Do you think it would have been required or helpful to add the 18 bits of brown sleeving?
Had a job soon after harmonision adding intermediate switch in a 2W sytem where the 3C&E carried N and 2 strappers, initially I installed a piece of old colours 3C&E but the consultant insisted on harmonised and it got very silly with colours.
 
I've long thought it would be sensible to allow the use of L2 and L3 colours on lighting circuits for different purposes, i.e, Feed in brown, switched live in black and emergency supply in grey, however you'd need another colour for 2w strappers!.

I have seen it done on 60s conduit installations where the feeds were all red, the strappers were white and the switch wires were blue, unfortunatly it can end up with a bit of a mess when you have to introduce harmonised colours, I seem to remember having to replace a blue switch wire with brown because the fitting was going to end up with several blue neutrals and it would have been a right mess

Perhaps thats why I've also seen purple used as an emergency feed, not sure where purple came from, or how easy it was to order purple singles though
 
Perhaps thats why I've also seen purple used as an emergency feed, not sure where purple came from, or how easy it was to order purple singles though

Just take a day trip to Calais (after Covid 19). The French use purple or orange as switched wires.
 
I've long thought it would be sensible to allow the use of L2 and L3 colours on lighting circuits for different purposes, i.e, Feed in brown, switched live in black and emergency supply in grey ...
Isn't that essentially what we do when we use 3C+E (or 4-core flex) for such purposes (albeit the black and grey theoretically should have brown over-sleeving in a single-phase installation)?

Kind Regards, John
 
I got guidance from NICEIC themselves :

We do offer the following guidance based on our general guidance given to contractors in Best Practise Guide No 4 which we have attached for your information.

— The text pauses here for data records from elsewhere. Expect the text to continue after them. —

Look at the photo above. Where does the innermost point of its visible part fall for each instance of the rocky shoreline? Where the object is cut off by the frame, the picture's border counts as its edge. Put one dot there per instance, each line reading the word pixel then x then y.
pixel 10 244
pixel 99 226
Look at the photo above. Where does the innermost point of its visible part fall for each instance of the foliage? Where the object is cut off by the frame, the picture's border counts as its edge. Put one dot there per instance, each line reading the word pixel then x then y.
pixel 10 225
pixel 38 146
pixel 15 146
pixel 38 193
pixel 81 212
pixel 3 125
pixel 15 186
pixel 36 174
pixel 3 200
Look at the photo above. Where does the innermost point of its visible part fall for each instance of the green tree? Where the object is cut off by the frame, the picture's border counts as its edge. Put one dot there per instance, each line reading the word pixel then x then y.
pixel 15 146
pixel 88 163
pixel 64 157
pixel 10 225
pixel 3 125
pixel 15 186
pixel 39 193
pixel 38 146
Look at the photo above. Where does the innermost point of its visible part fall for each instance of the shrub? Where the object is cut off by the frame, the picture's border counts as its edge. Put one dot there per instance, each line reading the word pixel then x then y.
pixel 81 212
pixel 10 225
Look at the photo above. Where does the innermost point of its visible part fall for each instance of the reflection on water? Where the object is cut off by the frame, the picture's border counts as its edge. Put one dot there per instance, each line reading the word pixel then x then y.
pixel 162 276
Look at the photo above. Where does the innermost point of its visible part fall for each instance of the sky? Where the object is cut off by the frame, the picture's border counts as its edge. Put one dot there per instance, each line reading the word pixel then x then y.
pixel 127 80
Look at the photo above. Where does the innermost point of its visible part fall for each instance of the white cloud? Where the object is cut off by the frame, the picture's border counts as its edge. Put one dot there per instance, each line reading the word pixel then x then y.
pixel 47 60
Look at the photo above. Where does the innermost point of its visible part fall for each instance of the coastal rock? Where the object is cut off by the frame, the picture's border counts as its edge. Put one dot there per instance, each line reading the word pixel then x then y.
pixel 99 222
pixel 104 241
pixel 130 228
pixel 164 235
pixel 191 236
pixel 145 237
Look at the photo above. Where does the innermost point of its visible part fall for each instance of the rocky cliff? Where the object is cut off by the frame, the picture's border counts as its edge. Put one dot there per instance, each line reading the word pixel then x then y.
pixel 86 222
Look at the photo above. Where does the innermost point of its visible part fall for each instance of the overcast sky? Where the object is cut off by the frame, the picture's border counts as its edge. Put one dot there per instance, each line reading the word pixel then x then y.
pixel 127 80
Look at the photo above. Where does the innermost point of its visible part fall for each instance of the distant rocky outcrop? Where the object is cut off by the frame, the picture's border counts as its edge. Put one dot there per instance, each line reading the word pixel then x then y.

  1. Plastic consumer unit in entrance hallway. (BPG 4 page 15 under examples of C3 codes)

mail


  1. Small gaps around 2 x 15mm pipes going through ceiling in hallway
Pipes are outside the scope of the wiring regulations BS 7671. Not sure what electrical danger this presents.

  1. No linked smoke/heat alarms as per council regulations. (BPG 4 page 16)
Outside the scope of the wiring regulations should be recorded without a classification code.

mail



If we can be of any further assistance, please contact us.


Regards

NICEIC & ELECSA Technical Services.

Certsure LLP|Warwick House|Houghton Regis|Dunstable|LU5 5ZX


How best to tackle this guy now? I think my liability is covered though (thanks for making me jump through such hoops after paying you £200) as he is clearly acting outside of the regs. If I forward him this it might get his back up and frankly I want nothing more to do with him. But I do want a pass. Absolutely ridiculous!

And thanks for your help and advice guys - much appreciated as a fail is no laughing matter for any diligent landlord.